Matching Patent Assignees to SDC Private Firms:
We are the first attempt in the literature to match patent assignees to private firms using the web search engine approach (Mei, 2020). To illustrate the importance of private firms in the M&A market, the number of public deals (i.e., public acquirer – public target) is 6,175 between 1976 and 2017. Among these deals, 1,665 targets have patent records. The number of private deals (i.e., public acquirer – private target) is 42,206 between 1985 and 2017. Among these deals, 4,019 targets have patent records.
Our matching procedure has four steps.
Step 1: Download the source data:
- Patent data from the U.S. Patent and Inventor Database (the March 2019 version from PatentsView is used here).

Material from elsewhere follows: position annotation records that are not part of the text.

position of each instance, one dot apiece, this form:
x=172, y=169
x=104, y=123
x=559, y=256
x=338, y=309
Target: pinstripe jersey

- Linked patent-Compustat data from the NBER Patent Data Project, which covers only patents granted by 2006.
- Linked patent-CRSP data from Kogan et al. (2017), which covers patents granted by 2010.
- Compustat North America. The relevant variables include Compustat firm ID (gvkey), firm name, firm website.
- SDC Platinum. The relevant variables include SDC deal number, firm name of the target and acquirer, and firm ID (cusip).
Step 2: Clean assignee names and Compustat/SDC firm names.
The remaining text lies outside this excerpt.